Environmental surveillance, using detection of Salmonella Typhi DNA, has emerged as a potentially useful tool to identify typhoid-endemic settings; however, it is relatively costly and requires molecular diagnostic capacity. Shrestha et al. sought to determine whether S. Typhi bacteriophages are abundant in water sources in a typhoid-endemic setting, using low-cost assays.
They collected drinking and surface water samples from urban, peri-urban and rural areas in 4 regions of Nepal. They performed a double agar overlay with S. Typhi to assess the presence of bacteriophages. They isolated and tested phages against multiple strains to assess their host range. They performed whole genome sequencing of isolated phages, and generated phylogenies using conserved genes.
S. Typhi-specific bacteriophages were detected in 54.9% of river water samples and 6.3% drinking water samples from the Kathmandu Valley and Kavrepalanchok. Water samples collected within or downstream of population-dense areas were more likely to be positive (72.6%, 193/266) than those collected upstream from population centers (5.3%, 5/95). In urban Biratnagar and rural Dolakha, where typhoid incidence is low, only 6.7% (1/15, Biratnagar) and 0% (0/16, Dolakha) samples contained phages.
All S. Typhi phages were unable to infect other Salmonella and non-Salmonella strains, nor a Vi-knockout S. Typhi strain. Representative strains from S. Typhi lineages were variably susceptible to the isolated phages.

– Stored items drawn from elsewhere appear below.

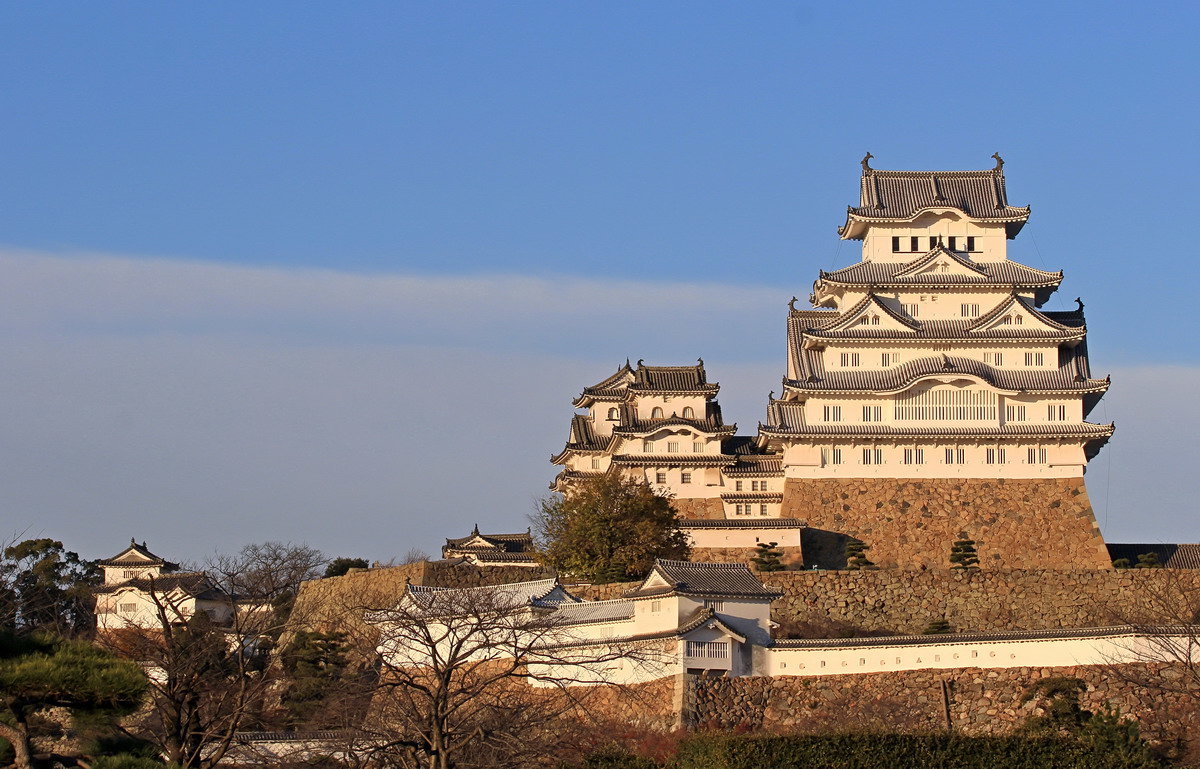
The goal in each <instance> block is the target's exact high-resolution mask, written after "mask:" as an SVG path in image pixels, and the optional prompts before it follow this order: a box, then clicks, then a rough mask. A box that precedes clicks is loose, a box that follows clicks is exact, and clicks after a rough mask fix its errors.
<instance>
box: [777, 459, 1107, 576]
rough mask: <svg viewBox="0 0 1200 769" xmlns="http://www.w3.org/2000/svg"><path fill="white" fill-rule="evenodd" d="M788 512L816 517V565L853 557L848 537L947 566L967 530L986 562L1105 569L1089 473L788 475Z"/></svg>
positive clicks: (883, 557) (810, 557) (891, 556)
mask: <svg viewBox="0 0 1200 769" xmlns="http://www.w3.org/2000/svg"><path fill="white" fill-rule="evenodd" d="M781 515H782V516H784V517H785V518H786V517H790V518H802V519H804V521H806V522H808V525H809V530H806V531H805V534H804V542H803V547H804V558H805V561H806V563H808V564H809V565H817V566H823V567H836V566H839V565H842V564H845V555H844V552H845V549H844V548H845V543H846V540H847V537H853V539H858V540H862V541H863V542H865V543H866V545H869V546H870V551H869V552H868V557H869V558H870V559H871V560H872V561H875V563H876V564H877V565H880V566H883V567H901V569H919V567H929V569H940V567H946V566H948V565H949V561H948V558H949V553H950V546H952V545H953V542H954V541H955V540H958V539H961V537H964V536H965V537H967V539H972V540H976V541H977V542H978V552H979V563H980V566H983V567H984V569H994V567H996V569H1018V567H1022V569H1106V567H1109V566H1110V564H1111V561H1110V559H1109V554H1108V551H1106V549H1105V547H1104V537H1103V536H1102V535H1100V530H1099V528H1098V527H1097V524H1096V516H1094V513H1093V512H1092V503H1091V501H1090V500H1088V498H1087V491H1086V488H1085V487H1084V479H1082V477H1058V479H1052V477H1048V479H970V477H961V479H959V477H954V479H883V477H869V479H868V477H863V479H787V481H786V485H785V489H784V506H782V512H781Z"/></svg>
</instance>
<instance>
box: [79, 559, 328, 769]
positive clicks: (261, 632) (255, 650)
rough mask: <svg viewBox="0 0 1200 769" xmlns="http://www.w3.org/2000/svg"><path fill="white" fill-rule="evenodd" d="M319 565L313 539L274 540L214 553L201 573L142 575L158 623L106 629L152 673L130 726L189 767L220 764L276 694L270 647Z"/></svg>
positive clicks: (177, 573)
mask: <svg viewBox="0 0 1200 769" xmlns="http://www.w3.org/2000/svg"><path fill="white" fill-rule="evenodd" d="M323 563H324V557H322V555H320V553H318V552H317V551H314V549H312V548H310V547H306V546H292V545H281V543H277V542H268V543H265V545H252V546H247V547H245V548H242V549H241V552H239V553H238V554H236V555H218V557H214V558H211V559H210V560H209V561H208V563H206V569H205V571H202V572H191V573H164V575H161V576H158V577H151V578H146V579H145V584H144V585H139V587H140V588H142V590H143V593H144V594H145V595H146V596H148V597H149V601H150V602H151V603H152V614H154V621H152V623H149V626H145V625H142V626H134V625H132V624H131V625H128V626H126V627H124V629H116V630H110V631H109V632H106V633H103V635H102V639H103V642H104V643H106V644H108V645H110V647H113V648H115V649H116V650H118V651H120V653H121V654H124V655H126V656H130V657H132V659H136V660H138V661H139V662H142V663H143V665H144V666H145V667H146V668H148V669H149V672H150V708H149V710H150V711H149V714H148V716H146V717H145V719H143V720H142V721H140V722H139V723H137V725H136V726H133V727H131V728H130V731H131V733H133V734H136V735H138V737H144V738H146V739H149V740H150V741H152V743H154V744H156V745H158V746H160V747H161V749H162V751H163V753H164V756H166V757H167V759H168V761H169V762H170V763H173V764H179V765H180V767H184V768H185V769H192V768H196V769H208V768H209V767H214V765H216V764H218V763H220V762H221V759H222V758H223V757H224V756H226V753H227V752H228V751H229V749H230V746H232V745H233V743H234V739H235V735H236V733H238V732H239V731H244V729H246V728H248V727H253V726H257V725H259V723H260V720H262V717H263V715H264V713H265V710H266V709H268V707H269V704H270V703H271V702H272V695H274V686H275V675H276V673H277V671H275V669H274V668H272V667H270V666H269V665H268V662H269V653H270V651H271V649H272V648H274V645H275V643H276V642H277V639H278V637H280V635H281V633H282V632H283V630H284V626H286V623H287V621H288V619H289V615H290V613H292V601H293V599H294V596H295V593H296V591H298V590H299V584H300V582H301V581H304V579H306V578H311V577H312V576H313V575H317V573H319V567H320V566H322V564H323ZM193 609H194V611H193Z"/></svg>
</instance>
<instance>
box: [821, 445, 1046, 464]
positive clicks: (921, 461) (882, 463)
mask: <svg viewBox="0 0 1200 769" xmlns="http://www.w3.org/2000/svg"><path fill="white" fill-rule="evenodd" d="M930 453H935V450H930ZM898 458H899V459H900V463H901V464H925V463H926V462H925V450H924V449H916V447H913V449H901V450H900V456H899V457H898ZM983 458H984V463H986V464H1008V450H1007V449H1002V447H992V449H984V455H983ZM821 463H822V464H845V463H846V462H845V453H844V452H842V450H841V449H840V447H838V446H833V447H828V449H822V450H821ZM966 463H967V450H966V449H958V447H954V449H943V450H942V464H966ZM1025 463H1026V464H1046V463H1048V452H1046V449H1044V447H1032V449H1026V453H1025ZM862 464H887V461H886V455H884V450H883V449H863V462H862Z"/></svg>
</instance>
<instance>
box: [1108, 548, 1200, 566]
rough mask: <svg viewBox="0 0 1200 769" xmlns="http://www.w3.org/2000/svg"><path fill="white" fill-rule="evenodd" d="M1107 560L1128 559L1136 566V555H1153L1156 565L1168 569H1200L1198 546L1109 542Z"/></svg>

Phylogenetic analysis showed that S. Typhi phages belonged to two different viral families (Autographiviridae and Siphoviridae) and clustered in three distinct groups.
S. Typhi bacteriophages were highly abundant in surface waters of typhoid-endemic communities but rarely detected in low typhoid burden communities. Bacteriophages recovered were specific for S. Typhi and required Vi polysaccharide for infection.
Screening small volumes of water with simple, low-cost plaque assays enables detection of S. Typhi phages and should be further evaluated as a scalable tool for typhoid environmental surveillance.
Typhoid phages are detectable in surface water using simple assays, in communities with high typhoid burden.
Bacteriophages are highly specific for S. Typhi and required Vi polysaccharide for infection.
S. Typhi phages have a broad lytic activity against the S. Typhi strains circulating in Nepal.
Phage plaque assay can be used as a low-cost tool to identify communities where typhoid is endemic.
The high abundance of phages in river water suggest that this could be an alternative to molecular methods for environmental surveillance for typhoid.